鬼常務の獲物は私!?
以降、太郎くんの話は猫好きをアピールしている人にしか話さないし、画像も見せないことにしている。
高山さんが猫好きならいいのにと、青い猫のカップを見ながら考える。
このカップ……かわいいけど、ちょっとだけ惜しい。
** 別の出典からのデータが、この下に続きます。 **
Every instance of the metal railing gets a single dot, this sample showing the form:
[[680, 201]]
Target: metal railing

青じゃなくて、白黒の猫なら、太郎くんと同じでもっと嬉しかったのに……。
その気持ちが、口をついて出てしまう。
「うちの太郎くんは、黒と……」
話し出した途端に「やめろ」と低い声がした。
それまで、珈琲のおかげで穏やかに流れていた空気が、急に張り詰めてしまう。
まさか、怒ってる……?
不機嫌そうに顔を歪める神永常務の顔を見て、パッと目を逸らす。
どうしよう……怒らせちゃったみたい……。
でも、どうして? 常務の怒りのスイッチの場所が分からず、困惑してしまう。
私が太郎くんの名前を出した直後に、怒ったようだけど、ということは……。
怒りの理由を考えて、常務は猫嫌いなんだという結論に達した。
猫嫌いな常務に高山さんが猫のカップを買ってきたのはおかしいけれど、右横からジロリと睨む視線を感じては、そんなことを深く考えている余裕はなかった。
「すみませんでした……」
太郎くんの話をしてしまったことを謝って、猫のカップをソーサーに戻す。
その後は、萎縮して怯えるしかできない。